Although America was clearly faster, it was anything but plain sailing on the windward leg up against the tide to St Catherine’s Point as she held a one-mile lead over the Aurora, with the Volante having sprung her bowsprit, the Arrow going aground and the Alarm standing by to assist.
The fleet was dwindling.
America’s innovative jib boom snapped just off Dunnose Head although for the Sailing Master, Dick Brown, it was somewhat of a relief as he didn’t feel jib booms should be carried to windward.
Once the crew had cleared the debris with minimal loss in position, America increased her pace thus confirming Brown’s hunch.

However, it was a long haul around the tricky coastal waters of the back of England’s famous Isle as the Lawsons History of the America’s Cup chronicles: “notoriously one of the most unfair to strangers that can be selected, and indeed it does not appear a good race ground for anyone, inasmuch as the currents and tides render local knowledge of more value than swift sailing and nautical skill.” America finally rounded the Needles, an outcrop of rocks that mark the western end of the Solent at 5.40pm some seven and a half miles ahead of the 84ft cutter Aurora with just the nine miles of the Solent down to Cowes left to run.

Almost immediately after rounding the Needles and entering the narrow, deep channel down through the approaching Hurst narrows, the America ran slowly past the Royal Yacht, sat at anchor in Alum Bay with the Queen (Victoria) and Prince Albert present on her decks.
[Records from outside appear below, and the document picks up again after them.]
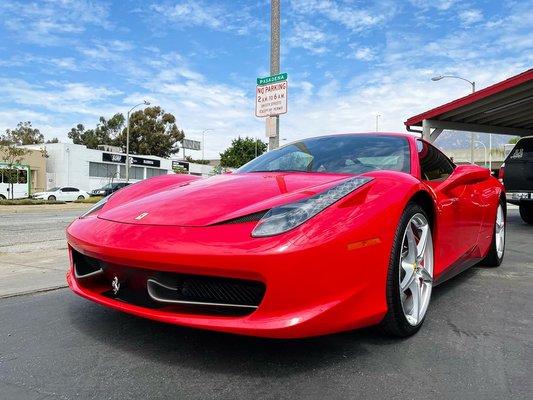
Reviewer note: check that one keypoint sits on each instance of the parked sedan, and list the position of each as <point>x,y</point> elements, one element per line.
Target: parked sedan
<point>322,235</point>
<point>106,190</point>
<point>62,193</point>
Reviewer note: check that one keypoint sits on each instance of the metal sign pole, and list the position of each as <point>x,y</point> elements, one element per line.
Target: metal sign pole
<point>273,142</point>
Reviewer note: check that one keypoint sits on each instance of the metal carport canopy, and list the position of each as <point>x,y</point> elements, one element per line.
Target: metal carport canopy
<point>504,108</point>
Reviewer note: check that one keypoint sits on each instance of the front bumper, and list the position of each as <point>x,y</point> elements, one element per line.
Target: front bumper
<point>311,289</point>
<point>519,197</point>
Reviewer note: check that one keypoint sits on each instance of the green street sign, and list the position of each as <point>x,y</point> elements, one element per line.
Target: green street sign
<point>272,79</point>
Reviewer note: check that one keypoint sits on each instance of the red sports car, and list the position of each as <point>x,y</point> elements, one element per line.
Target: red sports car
<point>322,235</point>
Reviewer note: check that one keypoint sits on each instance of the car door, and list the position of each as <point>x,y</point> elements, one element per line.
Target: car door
<point>63,194</point>
<point>460,211</point>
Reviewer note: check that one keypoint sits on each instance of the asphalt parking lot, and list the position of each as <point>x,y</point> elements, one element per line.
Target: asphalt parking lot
<point>477,343</point>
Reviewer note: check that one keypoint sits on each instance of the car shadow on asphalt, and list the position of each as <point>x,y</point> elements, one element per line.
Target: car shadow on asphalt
<point>228,353</point>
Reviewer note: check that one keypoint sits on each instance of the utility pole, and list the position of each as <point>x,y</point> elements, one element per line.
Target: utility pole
<point>273,142</point>
<point>146,103</point>
<point>473,84</point>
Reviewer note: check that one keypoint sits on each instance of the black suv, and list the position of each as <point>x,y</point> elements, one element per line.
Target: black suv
<point>517,175</point>
<point>108,189</point>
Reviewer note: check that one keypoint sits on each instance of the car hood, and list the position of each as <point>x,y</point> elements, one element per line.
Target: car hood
<point>219,198</point>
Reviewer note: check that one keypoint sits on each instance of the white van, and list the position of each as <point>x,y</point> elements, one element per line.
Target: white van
<point>19,176</point>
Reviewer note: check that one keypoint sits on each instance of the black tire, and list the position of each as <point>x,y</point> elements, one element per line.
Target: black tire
<point>395,323</point>
<point>526,213</point>
<point>492,259</point>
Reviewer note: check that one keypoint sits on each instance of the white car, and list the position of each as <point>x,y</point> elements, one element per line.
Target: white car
<point>62,193</point>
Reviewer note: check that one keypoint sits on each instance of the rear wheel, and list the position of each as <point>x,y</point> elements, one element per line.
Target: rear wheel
<point>526,212</point>
<point>410,275</point>
<point>497,247</point>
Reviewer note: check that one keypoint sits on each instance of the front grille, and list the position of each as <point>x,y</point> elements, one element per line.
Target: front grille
<point>166,290</point>
<point>220,292</point>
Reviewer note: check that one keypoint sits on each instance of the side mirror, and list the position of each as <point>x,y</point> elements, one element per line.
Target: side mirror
<point>464,175</point>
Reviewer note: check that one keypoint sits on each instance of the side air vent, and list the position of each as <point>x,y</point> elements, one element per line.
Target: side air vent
<point>246,218</point>
<point>85,267</point>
As is customary, the ensign was lowered (quite a thing for Republicans to do) and Commodore Stevens of the NYYC doffed his cap as a mark of respect.
As the winds lightened into the evening, it was a long haul down to Cowes with the Aurora closing in on America to within just a few minutes.
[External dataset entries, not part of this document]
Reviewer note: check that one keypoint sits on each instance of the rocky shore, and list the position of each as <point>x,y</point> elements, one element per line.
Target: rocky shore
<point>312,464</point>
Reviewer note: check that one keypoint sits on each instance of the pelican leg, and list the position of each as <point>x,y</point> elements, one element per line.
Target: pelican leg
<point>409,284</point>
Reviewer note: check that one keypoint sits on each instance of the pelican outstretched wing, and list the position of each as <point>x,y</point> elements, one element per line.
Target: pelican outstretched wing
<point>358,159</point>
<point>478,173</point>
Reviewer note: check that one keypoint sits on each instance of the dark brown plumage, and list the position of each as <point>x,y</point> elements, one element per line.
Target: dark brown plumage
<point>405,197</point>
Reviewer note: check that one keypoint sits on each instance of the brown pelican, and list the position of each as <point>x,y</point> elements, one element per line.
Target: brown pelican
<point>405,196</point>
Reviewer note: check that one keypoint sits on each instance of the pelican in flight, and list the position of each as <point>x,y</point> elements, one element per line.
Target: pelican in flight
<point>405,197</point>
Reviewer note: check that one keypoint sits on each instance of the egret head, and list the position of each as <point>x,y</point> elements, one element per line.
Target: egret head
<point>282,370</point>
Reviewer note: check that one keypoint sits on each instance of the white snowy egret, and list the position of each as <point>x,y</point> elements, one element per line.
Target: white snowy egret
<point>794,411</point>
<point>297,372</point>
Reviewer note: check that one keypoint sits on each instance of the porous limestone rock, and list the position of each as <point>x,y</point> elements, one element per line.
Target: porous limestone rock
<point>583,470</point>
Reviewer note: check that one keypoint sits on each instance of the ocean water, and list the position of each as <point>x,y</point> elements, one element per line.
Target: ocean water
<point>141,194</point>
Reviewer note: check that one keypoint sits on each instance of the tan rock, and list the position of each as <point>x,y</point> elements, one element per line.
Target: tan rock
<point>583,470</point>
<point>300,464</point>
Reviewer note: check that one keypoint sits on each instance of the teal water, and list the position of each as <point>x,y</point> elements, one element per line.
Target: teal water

According to the Lawsons History of the America’s Cup: “The evening fell darkly, heavy clouds being piled along the northern shore of the strait; and the thousands who had for hours lined the southern shore, from West Cowes long past the Castle, awaiting anxiously the appearance of the winner, and eagerly drinking in every rumour as to the progress of the match, were beginning to disperse, when the peculiar rig of the clipper was discerned through the gloom, and at 8h 34m.
o’clock (railway time 8h 37m., according to the secretary of the Royal Yacht Squadron) a gun from the flagship announced her arrival as the winner of the Cup.
The Aurora was announced at 8h.
58m.; the Bacchante at 9h.
30m.; the Eclipse at 9h.
45m.; the Brilliant at 1h.
20m.
(Saturday morning).
No account of the rest.”

As the America, with her crew of 13 onboard passed the flagship, she was, according to Lawsons: “received with the most gratifying cheers.
Yankee Doodle was played by the band.”

But it was back up at the Needles at the western end of the Solent where possibly the most famous phrase of the America’s Cup, a phrase that many of today’s sailors use and live by, was supposedly uttered to Queen Victoria by a signalman onboard the Victoria & Albert Royal Yacht as he peered from the deck down the Solent:
 


“Say signal-master, are the yachts in sight?”
“Yes, may it please Your Majesty.”
“Which is first?”
“The America.”
“Which is second?”
“Ah, Your Majesty, there is no second.”

Perhaps an embellishment of the truth, the name of the “perspicacious” signal-master was never recorded but the tale and its succinct line has stuck with the America’s Cup since and beautifully encapsulates the competition.

When the news finally reached the United States some two weeks after the race, it was received with “general satisfaction, quietly expressed” according to Lawsons.
“In Boston the news was received during a celebration at the State House, of the opening of railway communication between the United States and the Canadian provinces.
Daniel Webster (Congressman and US Secretary of State) was addressing a large audience in the hall of the House of Representatives.
He broke off in his speech to announce the victory: “Like Jupiter among the Gods, America is first, and there is no second.”
There really is no second in the America’s Cup.